HB 571 would require reporting of health “complications” arising from the performance of an abortion to the state Department of Health & Welfare and establish additional criminal and professional penalties for providers. Abortion is one of the safest and most thoroughly researched medical procedures in the United states, and this bill’s expansive and politically-motivated reporting requirements goes beyond what is needed to improve public health and would instead stigmatize women obtaining abortions and intimidate abortion providers.
Despite these attacks, we continue to advocate for proactive policies to improve access to reproductive health. The Senate Health and Welfare Committee voted unanimously to print the 12 months of birth control bill on February 7th. The next step is scheduling a public hearing.
The bill to codify ACA protections in state law, including requiring insurers to cover youth under 26 on their parents’ insurance and banning discrimination on the basis of sex and pre-existing conditions, was passed unanimously by the House Health and Human Services committee. It now heads to the Commerce and Consumer Protection Committee for a hearing. However, we were disappointed that the House version was amended to delete the provision that required insurers to cover dependent youth under age 26. We are pushing lawmakers to add this important provision back into the bill and working to ensure that it is not removed from the Senate version.
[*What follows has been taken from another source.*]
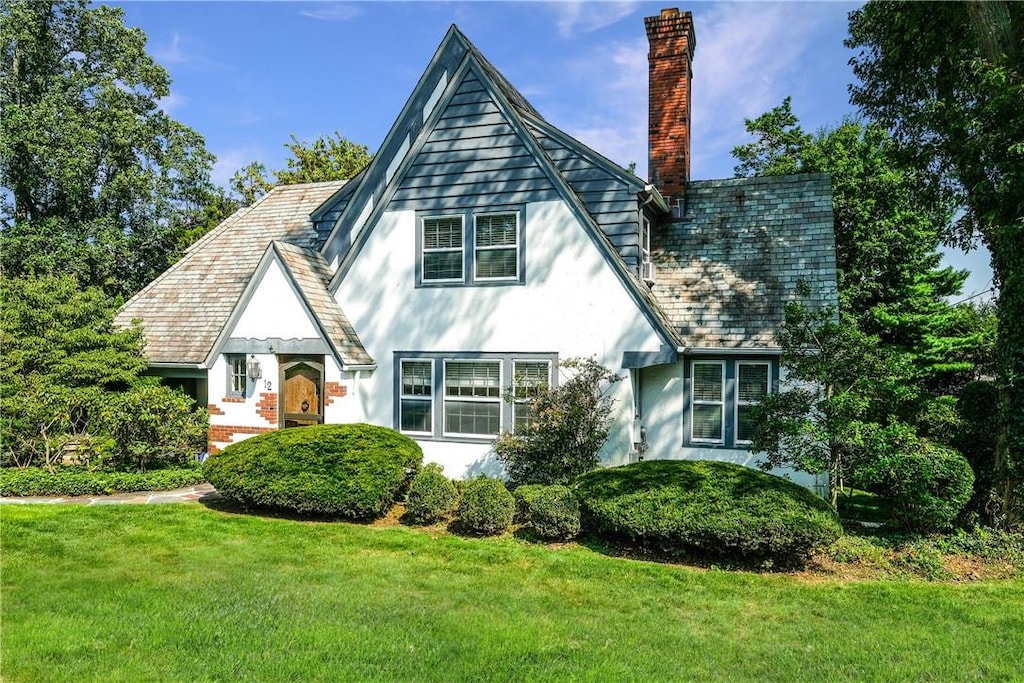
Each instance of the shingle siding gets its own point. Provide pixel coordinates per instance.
(726, 270)
(472, 158)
The Reproductive Health Equity bills (HB 2127 / SB 2341) require health plans sold in Hawaii to provide coverage for a number of reproductive health care services at no out-of-pocket cost and expand Med-Quest eligibility for family planning services to those who have been categorically excluded from the program because of their citizenship status. Unfortunately, neither version of this bill was scheduled for hearings before the deadline and so both are effectively dead for the 2018 session. We’ll be back next year!
The legislature shifted from public hearings on bills in committees to debating and passing legislation on the floors of the House and Senate before the mid-Session deadline for bills to pass out of their house of origin on Feb. 14th. Both chambers are working extra hours to pass legislation before key deadlines, including late-night and weekend work.
We are disappointed that neither version of the Reproductive Health Access for All Act (SB 6105) survived the mid-Session cutoff and we continue to push legislators to make commitments to work to improve health care access for all Washingtonians, including immigrants and transgender and gender non-conforming individuals. We hope to see work done between now and the 2019 legislative session to ensure that the legislature is prepared to address these critical issues.
However, we continue to see movement on a number of other priority bills. The RPA (SB 6219) was voted out of the House Health and Wellness Committee last week without any harmful amendments. Meanwhile, the ACA Preventive Services bill (HB 1523) had a hearing in the Senate Health & Long-Term Care Committee on Feb. 15th.
With these two bills moving along and SB 6105 effectively dead, we are now focusing our lobbying and field efforts on the Gender Pay Equity bill (House Bill 1506). It was passed by the Senate Labor & Commerce Committee on Feb. 7th, but is being held up due to a threatened amendment related to local preemption. We are working to educate lawmakers on the need to ensure that this bill is passed without unnecessary and harmful amendments.